HIGH-SCHOOLERS SAMPLE MED SCHOOL
Sixty-one students from across Florida participated in one of three Summer Institute sessions at the College of Medicine. The weeklong sessions, for rising juniors and seniors, provide an inside look at what it means to be both a doctor and a medical student. It’s one way to encourage students from diverse backgrounds to consider a career in medicine.

“Our goal for the Summer Institute is to recruit students from rural, underserved and minority backgrounds and, at the same time, recruit students from other parts of Florida who have a desire to work in medically underserved areas,” said Thesla Berne-Anderson, director of college and pre-college outreach.

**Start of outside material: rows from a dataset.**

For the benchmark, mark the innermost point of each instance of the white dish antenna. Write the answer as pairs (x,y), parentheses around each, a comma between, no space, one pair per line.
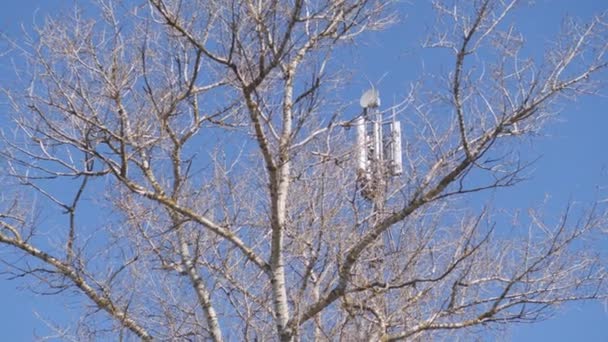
(370,99)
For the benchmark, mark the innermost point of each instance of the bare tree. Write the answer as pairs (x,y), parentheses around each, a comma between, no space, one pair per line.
(195,174)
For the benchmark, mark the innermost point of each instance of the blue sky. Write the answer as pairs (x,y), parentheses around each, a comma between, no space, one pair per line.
(574,160)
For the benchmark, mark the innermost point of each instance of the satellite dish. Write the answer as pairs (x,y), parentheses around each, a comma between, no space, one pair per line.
(370,99)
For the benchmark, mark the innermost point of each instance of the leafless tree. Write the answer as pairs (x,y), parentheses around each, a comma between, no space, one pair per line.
(191,162)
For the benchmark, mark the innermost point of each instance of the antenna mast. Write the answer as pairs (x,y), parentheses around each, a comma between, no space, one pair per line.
(378,156)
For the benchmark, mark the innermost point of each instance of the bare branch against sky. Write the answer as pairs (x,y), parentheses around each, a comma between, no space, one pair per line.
(195,173)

This summer, various community partners helped cover some of the students’ tuition. Capital Health Plan, for example, provided support for two students from Gadsden and Wakulla counties. In Collier County, the Immokalee Foundation supported three participants. And with an eye toward creating future physicians for Sarasota and Manatee counties, U.S. Rep. Vern Buchanan provided financial support for two participants from his area.

 

In the photo, Class of 2014 student Chris McDonald instructs a Summer Institute participant in the Clinical Skills and Simulation Center.

 


HELLO FROM HARVARD MACY
You might not think an 11-year-old medical school needs to think about change, but don’t say that around Myra Hurt. Even in this nearly new school, she says, people talk about “the way we’ve always done things.” Her fascination with finding a better way of educating medical students was the driving force behind this school’s creation – and some of her inspiration came from a 1999 Harvard Macy Institute session. Harvard Macy exists to help health-care educators worldwide discover how to lead organizational change.

Hurt has been back many times. But this spring it was a thrill for her to return with most of the College of Medicine’s leadership team. “For them to be sharing their ideas with people from all over the world, and picking up new ideas from people on the cutting edge of change – to have the College of Medicine right there in the mix – it was wonderful,” she said.

With this school's current emphasis on curriculum reform, the timing was perfect. Since their return, the medical school’s Harvard Macy alumni have formed a working group. The ideas keep percolating.

Front row, from left: Myra Hurt, Ph.D., senior associate dean for research and graduate programs; Nancy Hayes, Ph.D., director of clinical foundations; Alma Littles, M.D., senior associate dean for medical education and academic affairs; Richard Nowakowski, Ph.D., biomedical sciences chair; Ricardo Gonzalez-Rothi, M.D., clinical sciences chair. Second row, from left: John Fogarty, M.D., dean; Lisa Granville, M.D., geriatrics associate chair; Les Beitsch, M.D., J.D., health affairs director; Dan Van Durme, M.D., family medicine chair; and Ken Brummel-Smith, M.D., geriatrics chair.